Rebelle meets … Fernanda Cohen: Illustrator

Originally from Buenos Aries, Fernanda Cohen is a Brooklyn-based illustrator who first turned her attention to fashion when she was commissioned to illustrate an advertising campaign for Ikram, a high-end boutique in Chicago owned by Michelle Obama’s stylist. She has created window displays for boutiques on Fifth Avenue and her vibrant iconography has been featured in T-shirts for the GAP and commissioned by Tiffany & Co to advertise their jewellery.

Most notably, Fernanda has become a fashion illustrator known for drawing realistic female bodies and celebrating the female form. Her illustrations are bursting with energy and movement created by swirling and looping lines emboldened with a strong use of colour in both gouache and ink.


What first got you into fashion illustrating?

I started illustrating fashion thanks to Ikram, a high-end boutique/owner based in Chicago who’s actually Michelle Obama’s stylist, who became aware of my work through a competition I’d entered. What’s ironic about it is that at the time I was working on my Food Affair personal series, which featured naked, fat people eating passionately!   

What is it about fashion illustration that you particularly enjoy?

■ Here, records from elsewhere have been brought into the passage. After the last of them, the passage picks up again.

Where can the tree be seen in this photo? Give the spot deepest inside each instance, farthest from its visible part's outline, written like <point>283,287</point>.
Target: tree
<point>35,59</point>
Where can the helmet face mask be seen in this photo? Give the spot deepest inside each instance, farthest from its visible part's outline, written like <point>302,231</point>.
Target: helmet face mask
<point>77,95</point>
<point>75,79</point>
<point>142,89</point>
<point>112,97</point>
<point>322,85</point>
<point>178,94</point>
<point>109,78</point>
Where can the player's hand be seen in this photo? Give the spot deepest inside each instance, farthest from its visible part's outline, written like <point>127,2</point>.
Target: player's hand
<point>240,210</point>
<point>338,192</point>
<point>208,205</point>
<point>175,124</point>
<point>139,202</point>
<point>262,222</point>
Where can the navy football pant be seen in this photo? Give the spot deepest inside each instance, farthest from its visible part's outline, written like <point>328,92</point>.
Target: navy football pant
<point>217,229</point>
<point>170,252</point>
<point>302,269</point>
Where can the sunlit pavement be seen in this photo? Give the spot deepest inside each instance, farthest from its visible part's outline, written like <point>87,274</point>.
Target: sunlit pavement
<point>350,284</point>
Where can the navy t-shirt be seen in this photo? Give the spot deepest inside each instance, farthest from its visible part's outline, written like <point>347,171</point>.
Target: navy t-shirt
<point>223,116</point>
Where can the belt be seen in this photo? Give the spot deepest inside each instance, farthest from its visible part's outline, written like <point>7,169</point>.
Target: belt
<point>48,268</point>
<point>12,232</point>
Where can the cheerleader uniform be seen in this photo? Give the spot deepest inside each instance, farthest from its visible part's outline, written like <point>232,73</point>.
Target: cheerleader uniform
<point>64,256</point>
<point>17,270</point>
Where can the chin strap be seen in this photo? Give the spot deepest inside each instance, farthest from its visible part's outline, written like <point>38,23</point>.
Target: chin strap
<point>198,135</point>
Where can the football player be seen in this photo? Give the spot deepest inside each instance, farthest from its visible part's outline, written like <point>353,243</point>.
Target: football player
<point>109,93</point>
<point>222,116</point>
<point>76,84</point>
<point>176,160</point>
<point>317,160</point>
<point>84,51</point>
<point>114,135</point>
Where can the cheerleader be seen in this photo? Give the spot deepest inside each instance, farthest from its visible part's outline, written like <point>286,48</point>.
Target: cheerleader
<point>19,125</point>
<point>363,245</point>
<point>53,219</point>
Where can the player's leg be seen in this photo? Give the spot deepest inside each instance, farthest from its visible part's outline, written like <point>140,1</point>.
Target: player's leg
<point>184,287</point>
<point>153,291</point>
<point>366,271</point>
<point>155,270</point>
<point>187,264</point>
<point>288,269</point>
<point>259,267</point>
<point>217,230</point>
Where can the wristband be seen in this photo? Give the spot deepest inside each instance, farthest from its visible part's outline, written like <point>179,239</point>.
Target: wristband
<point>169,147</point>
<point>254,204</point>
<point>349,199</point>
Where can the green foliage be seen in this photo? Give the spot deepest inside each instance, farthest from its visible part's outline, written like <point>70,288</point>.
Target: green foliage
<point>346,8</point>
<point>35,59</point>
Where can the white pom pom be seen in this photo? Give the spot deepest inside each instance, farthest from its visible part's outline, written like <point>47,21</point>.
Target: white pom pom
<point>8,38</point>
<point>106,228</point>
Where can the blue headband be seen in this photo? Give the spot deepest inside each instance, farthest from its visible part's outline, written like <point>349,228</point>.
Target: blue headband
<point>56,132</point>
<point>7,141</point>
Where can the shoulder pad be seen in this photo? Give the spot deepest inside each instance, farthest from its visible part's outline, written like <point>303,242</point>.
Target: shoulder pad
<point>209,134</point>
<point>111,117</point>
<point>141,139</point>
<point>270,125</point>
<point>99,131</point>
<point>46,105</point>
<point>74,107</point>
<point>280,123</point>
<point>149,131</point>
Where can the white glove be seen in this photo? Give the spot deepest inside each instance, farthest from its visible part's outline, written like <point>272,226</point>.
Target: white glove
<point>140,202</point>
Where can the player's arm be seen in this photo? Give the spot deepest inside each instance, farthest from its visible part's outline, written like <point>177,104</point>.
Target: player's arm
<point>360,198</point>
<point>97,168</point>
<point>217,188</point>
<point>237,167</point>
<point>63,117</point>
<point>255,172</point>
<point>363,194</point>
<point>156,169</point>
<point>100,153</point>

I love drawing women. I feel I truly understand women’s curves and body language, which allows me to have a lot of fun with them. I have also always loved the detailed intricacies of fashion, its constant need for cyclical change and the extensive variety of combinations of shapes and colours it offers.    

Can you tell us a bit about how you create your illustrations and the materials you use?

I sketch mostly in my head before I actually pick up a pencil. I do my research, depending on what the subject-matter is, and find all the right photo reference if needed. I also often photograph myself when I know exactly what I want and I can pose for it myself. Then I draw it with a pencil first; outline it with either a brush and ink or an ink pen; I select my colour palette before applying it and then I paint it. I use mostly gouache, though I’ve been experimenting with professional markers lately.      

How would you describe your style and has it changed over the years?

Just like aging, my style today is more of what it was when I first started. What I mean by that is that if my work – according to what they tell me – was a bit whimsical, a bit funny, a bit conceptual and a bit feminine when I graduated from university, now all those characteristics are even more emphasized and combined with layers of my own maturity as a person plus the inevitable polishing professional experience adds to it.   

What inspires your drawings? Does living in New York have any influence on your work?

Social commentary and observation feeds my inspiration constantly. Living in New York has naturally influenced the way I view everything, from human behaviour to the way we present ourselves. Being exposed to so many different cultures has also changed my style in ways I can’t quite put my finger on.   

Can you tell us a little more about the work you did for Sex and the City, Tiffany & Co. and the Gap?

The ad agency BBDO came up with a great idea to get these pens with ink that disappeared within two hours, to go with the slogan of the Sex and the City’s shoe brand Te Casán, which read “Buy them while they last.” So they hired me to do non-stop, 10-second shoe sketches at the premiere of Sex and the City: The Movie in New York. (2008)

I illustrated a small catalog campaign for Tiffany & Co. in the U.S., which advertised its new diamond bracelet. They wanted something decorative and elegant, so I thought zooming into where the bracelet would be would be better than showing a full figure. (2009)


Last year The Gap commissioned me a line of 4 designer T-shirts for its Product (RED) campaign. I did 2 figurative designs, and 2 designs using hand-lettering. The shirts came out in every single Gap store in the States, London and Paris. They all had my name, bio and signature printed on the back of each shirt, which was more than I could have ever asked for. I was thrilled and humbled. (2010)

What are you working on right now?

I’m working on creating my own boutique hotel/social club in Buenos Aires, where I’ll have the chance not only to illustrate its walls but also to create a creative, social scene that brings all the arts together.